The other day while at REI with my friend L., I spotted a couple of intriguing Novara commuter bikes in the clearance section, but didn’t have time for a test ride. The Transfer has won Bicycling Magazine‘s editor choice award for the past two years, so I was eager to give it a shot. After our slightly disappointing Electra test ride Dottie and I decided it was a good time to head to Brentwood and check them out. The models we tried were the Novara Fusion and the Novara Transfer. Overall we found the REI Novara Transfer to be a good value for money, especially when on clearance. (What can I say, I love a good sale!) The higher-priced Fusion with upgraded components is nice, but not as budget-conscious.
Though we both found the sportier riding position a bit different from what we were used to, the Novara models performed admirably on our short ride. The frames are aluminum. They come in a wide range of sizes, from XS to XL, and the models we rode were complete with fenders, racks, internal hubs and generator lights, which is very unusual in this price range–cheap bikes aren’t always cheap once you add in the costs of purchasing these amenities separately!

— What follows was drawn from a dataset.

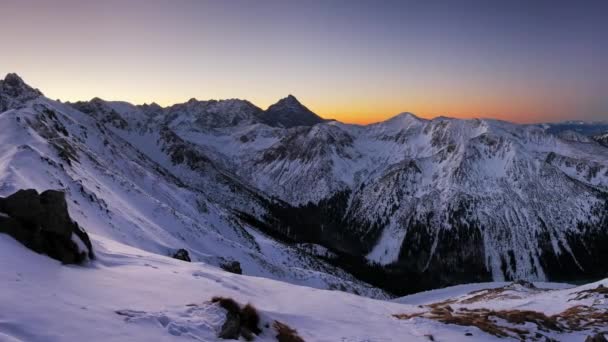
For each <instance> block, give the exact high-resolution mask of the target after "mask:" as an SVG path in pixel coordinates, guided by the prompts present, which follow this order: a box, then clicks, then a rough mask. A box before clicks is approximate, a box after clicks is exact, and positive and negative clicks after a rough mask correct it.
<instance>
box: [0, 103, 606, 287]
mask: <svg viewBox="0 0 608 342" xmlns="http://www.w3.org/2000/svg"><path fill="white" fill-rule="evenodd" d="M9 97H10V99H11V100H10V101H7V102H6V103H10V104H9V105H8V106H7V109H6V110H5V112H4V113H3V114H0V118H3V119H4V121H3V122H4V124H5V125H7V128H5V130H6V131H10V132H15V133H14V134H17V132H21V133H19V134H20V135H19V136H16V135H15V136H12V135H11V136H7V137H5V140H4V141H2V143H3V144H4V145H3V146H5V147H4V148H0V157H1V156H5V157H4V158H0V159H1V160H10V162H9V163H8V164H6V165H9V166H11V165H17V164H18V163H24V162H25V161H24V160H26V159H23V158H25V157H23V158H22V157H19V158H13V157H8V156H13V154H14V153H17V152H15V151H21V150H19V146H22V145H24V146H30V145H31V149H32V150H31V151H34V152H35V153H39V154H40V153H42V152H41V151H46V152H44V153H42V155H39V156H37V158H38V159H40V158H42V159H40V160H44V159H43V158H50V160H52V161H53V162H54V163H57V165H59V163H61V164H62V167H63V169H61V167H57V169H56V170H57V171H56V172H57V175H58V176H56V177H57V179H56V178H52V177H51V178H50V179H49V178H48V177H47V176H46V174H45V173H44V169H45V167H43V166H39V167H37V168H36V169H32V170H29V171H28V172H30V173H31V175H30V176H31V177H33V178H35V179H40V181H39V182H42V183H44V184H46V185H47V187H48V186H51V185H53V184H54V186H60V185H59V184H63V186H66V184H77V182H79V181H80V182H83V184H84V185H86V186H85V187H84V191H85V192H86V193H90V194H92V195H93V198H99V199H103V201H100V202H102V203H103V202H105V203H123V204H126V203H131V202H130V201H134V198H135V197H134V196H135V195H133V193H142V194H145V196H143V195H138V196H139V197H136V198H137V201H143V202H142V203H146V205H147V206H149V207H153V208H159V209H158V210H159V214H157V213H155V212H154V214H151V213H150V212H151V211H149V210H143V209H138V210H135V212H136V213H137V215H136V217H137V219H135V218H132V216H133V215H134V214H131V213H130V212H128V211H124V210H123V209H122V208H121V207H120V206H117V205H109V206H108V207H107V209H106V210H107V211H108V212H109V213H111V214H109V215H111V216H113V217H116V218H120V220H119V219H115V221H111V222H112V224H114V225H116V227H118V228H113V229H119V227H120V224H123V225H124V226H125V227H137V224H135V222H139V223H138V224H140V225H141V227H139V228H132V229H136V231H138V232H139V233H138V235H137V236H138V237H137V238H135V237H129V239H133V240H134V241H126V243H136V244H138V246H141V245H143V246H144V247H146V248H147V249H148V250H153V251H155V252H159V251H161V250H162V248H165V246H167V245H171V246H175V247H177V246H176V241H181V242H180V243H182V244H186V245H187V246H186V247H189V248H191V249H193V250H194V253H193V254H194V256H195V257H200V258H203V259H204V260H210V262H214V261H213V260H216V259H214V257H213V255H221V256H222V258H228V257H238V258H241V259H243V260H245V261H244V262H247V263H248V265H249V269H255V270H256V272H257V273H256V274H260V275H263V276H273V277H279V274H281V272H286V275H283V276H280V277H285V278H286V279H288V280H289V281H293V282H298V281H299V280H298V279H299V278H298V276H295V275H294V274H293V273H291V272H296V271H295V270H293V269H292V268H290V267H289V266H287V265H289V264H290V263H292V262H294V261H293V260H299V261H297V263H296V264H297V265H299V266H297V267H296V268H301V269H304V270H309V271H310V272H317V271H318V270H320V269H321V270H324V271H323V272H326V273H324V274H327V276H323V277H322V279H324V280H323V284H324V285H322V286H325V287H329V286H339V285H338V284H342V285H343V286H345V287H347V288H348V289H351V290H354V289H356V290H357V291H368V292H369V293H372V292H373V291H372V290H371V289H370V288H369V287H366V286H368V285H366V284H365V283H362V282H357V281H355V280H354V279H353V278H352V277H351V276H350V275H349V274H348V273H346V272H343V271H341V270H340V269H344V270H347V271H348V272H349V273H350V274H352V275H355V276H356V277H357V278H358V279H360V280H364V281H365V282H367V283H372V284H373V285H375V286H377V287H381V288H383V289H385V290H388V291H390V292H393V293H407V292H411V291H414V290H421V289H427V288H431V287H438V286H444V285H450V284H455V283H462V282H471V281H487V280H491V279H494V280H511V279H528V280H564V279H574V280H575V279H582V278H594V277H600V276H603V275H605V274H606V272H608V268H607V266H606V265H605V263H603V260H607V259H608V251H607V249H606V247H605V246H607V245H608V148H606V147H605V146H603V145H602V144H601V143H600V142H598V141H597V140H594V139H591V138H590V137H588V136H587V135H585V134H581V133H580V132H576V131H573V130H567V129H562V130H558V131H555V132H554V131H553V129H554V126H553V128H552V126H551V125H550V124H542V125H518V124H514V123H509V122H504V121H497V120H481V119H470V120H460V119H451V118H444V117H441V118H435V119H432V120H426V119H421V118H418V117H416V116H415V115H413V114H411V113H402V114H400V115H397V116H395V117H393V118H391V119H389V120H387V121H384V122H380V123H375V124H370V125H365V126H360V125H349V124H344V123H341V122H337V121H326V120H323V119H322V118H320V117H319V116H317V115H316V114H314V113H312V112H311V111H310V110H309V109H307V108H306V107H305V106H303V105H302V104H301V103H299V102H298V101H297V99H295V97H293V96H289V97H287V98H285V99H282V100H280V101H279V102H277V104H275V105H272V106H270V107H269V108H268V109H267V110H266V111H264V110H262V109H260V108H258V107H256V106H255V105H253V104H251V103H250V102H248V101H244V100H222V101H198V100H195V99H193V100H190V101H188V102H186V103H183V104H176V105H173V106H169V107H166V108H163V107H160V106H157V105H139V106H137V105H131V104H128V103H125V102H116V101H103V100H100V99H93V100H91V101H87V102H78V103H73V104H72V103H68V104H61V103H57V102H54V101H50V100H48V99H46V98H44V97H43V96H41V95H38V96H37V97H35V98H29V97H25V98H24V99H23V100H19V101H17V100H15V101H14V102H11V101H13V100H14V99H13V97H12V96H9ZM7 98H8V97H7ZM50 113H52V114H50ZM9 118H12V119H9ZM16 118H26V119H27V120H20V121H19V123H18V124H16V123H14V122H13V121H10V120H13V119H15V120H16ZM24 122H26V123H24ZM9 125H11V126H10V127H9ZM14 125H18V126H15V127H20V128H19V129H17V128H15V127H13V126H14ZM64 131H65V132H67V134H64V133H62V132H64ZM25 132H33V133H35V134H36V136H39V138H37V140H36V139H34V140H32V141H29V140H28V142H27V143H18V141H21V140H22V139H23V137H24V136H25V135H24V134H25ZM47 145H48V146H47ZM47 147H49V148H50V149H49V148H47ZM24 151H25V150H24ZM27 151H30V150H29V149H27ZM31 151H30V152H27V153H25V152H23V151H22V152H23V153H22V152H19V153H18V154H17V155H19V156H20V155H21V154H24V153H25V154H27V155H28V157H27V158H31V157H29V153H33V152H31ZM2 153H4V154H2ZM34 156H36V154H34ZM11 158H13V159H11ZM34 159H35V158H34ZM27 160H29V159H27ZM68 162H69V163H68ZM99 165H104V166H103V167H99ZM47 168H48V167H47ZM6 170H15V168H14V167H13V168H6ZM0 175H2V173H0ZM59 175H60V176H59ZM93 175H94V176H93ZM142 175H145V176H143V178H142ZM2 177H3V178H0V181H2V182H3V184H9V187H10V186H12V185H10V184H13V183H15V182H17V183H18V182H22V180H21V179H22V178H19V177H18V176H17V175H16V174H15V173H14V172H13V171H6V173H5V174H4V176H2ZM31 177H30V178H31ZM53 177H55V176H53ZM106 177H109V178H111V179H113V180H112V181H109V180H105V179H106ZM87 179H88V180H87ZM101 179H104V181H103V182H101V181H100V180H101ZM45 182H46V183H45ZM42 183H41V184H42ZM151 184H153V185H154V186H151ZM84 185H83V186H84ZM131 188H132V189H136V190H127V189H131ZM73 189H74V190H73V191H74V192H72V196H75V194H76V193H77V192H78V191H79V190H77V189H78V187H77V186H76V185H75V186H74V188H73ZM116 189H124V190H120V191H118V190H116ZM159 189H160V190H159ZM122 191H124V194H123V192H122ZM0 195H2V193H0ZM68 196H70V192H69V191H68ZM75 199H76V198H75ZM119 200H120V201H119ZM77 201H78V202H79V203H81V204H80V206H78V207H77V208H79V209H78V210H83V211H84V210H85V209H83V208H84V207H82V201H83V199H82V198H80V197H78V199H77ZM148 203H149V204H148ZM86 208H88V209H86V210H88V214H87V217H90V216H93V215H97V211H96V210H97V209H95V210H94V209H93V208H92V207H91V208H89V207H86ZM136 209H137V208H136ZM152 212H153V211H152ZM94 213H95V214H94ZM104 215H105V214H104ZM158 215H160V216H158ZM101 222H103V221H101ZM141 222H144V223H141ZM99 231H101V232H102V233H103V234H104V235H109V236H112V237H113V238H117V239H124V238H123V237H121V236H120V235H119V234H116V233H114V232H113V230H112V229H110V228H108V227H106V226H103V225H102V226H101V228H100V229H99ZM211 232H213V233H211ZM178 236H181V237H182V238H183V239H184V240H176V238H177V237H178ZM140 239H141V241H140ZM206 239H207V240H209V241H214V242H213V244H212V243H210V242H207V240H206ZM268 239H270V240H268ZM121 241H123V242H124V240H121ZM159 241H160V242H159ZM269 241H272V243H271V242H269ZM214 244H215V245H217V246H222V247H221V248H219V247H216V246H215V245H214ZM269 244H270V245H273V246H274V247H273V248H274V249H273V250H272V252H268V250H267V248H269V247H268V246H269ZM299 244H306V245H308V246H310V244H313V245H320V246H323V249H322V250H326V251H327V252H328V253H323V254H324V255H326V256H317V255H311V254H310V253H308V252H306V251H301V250H299V251H300V252H302V253H303V254H302V256H301V257H297V258H296V257H294V255H295V254H292V252H291V251H292V248H295V247H294V246H297V245H299ZM229 246H230V247H229ZM235 246H240V247H235ZM161 247H162V248H161ZM318 249H319V248H308V250H318ZM241 250H244V251H247V252H241ZM265 258H267V259H268V260H271V262H270V263H269V264H267V263H265V262H264V261H263V260H264V259H265ZM290 260H291V261H290ZM216 261H217V260H216ZM316 263H318V264H316ZM312 264H314V265H315V266H310V265H312ZM306 265H308V266H306ZM269 270H274V271H269ZM245 271H246V272H247V267H245ZM296 273H297V272H296ZM290 277H291V278H290ZM338 279H345V281H339V280H338ZM413 280H415V281H413ZM330 284H331V285H330ZM319 286H321V285H319Z"/></svg>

The Transfer, at just over $400 on clearance, was especially affordable. It had 7 gears in the internal hub, Vittoria tires and Nexus brakes. The XS frame felt about right for me, especially with the high top tube–it’s about the only diamond-frame bike that I haven’t had to heave my leg over. Still prefer a step-through, though . . .
The much pricier Fusion, which was about $900 (not on clearance), had more upscale components: an 8-speed Alfine hub with thumb shifters, disc brakes, and a brown-and-green color scheme that included custom seat and bar grips, along with the same tires and frame. Dottie felt the medium frame was too small for her.
Overall, we agreed that while the extras on the Fusion were nice, they didn’t quite justify the $400-odd price gap between the two models–but the Fusion does have a step-through option.
We didn’t take a picture of this, unfortunately, but the most unique feature on these bicycles were the bells. They were placed between the handlebars and the brakes, so they didn’t take up any room on the bars themselves. (Luckily another blogger has captured this.) Neat idea. It’s hard to tell during a brief test ride how a bike will hold up to everyday use, but these models are definitely worth a look if you want something sporty, yet practical.
Oh, and for anyone wondering how the service was at REI after our experience with the Electras — it was excellent. Nary a word about our dresses and (in my case) heels; the guys just gave us the bikes and a brief explanation of the features that respected our intelligence and let us ride. Refreshing.
Anyone out there had experience with the Transfer or Fusion?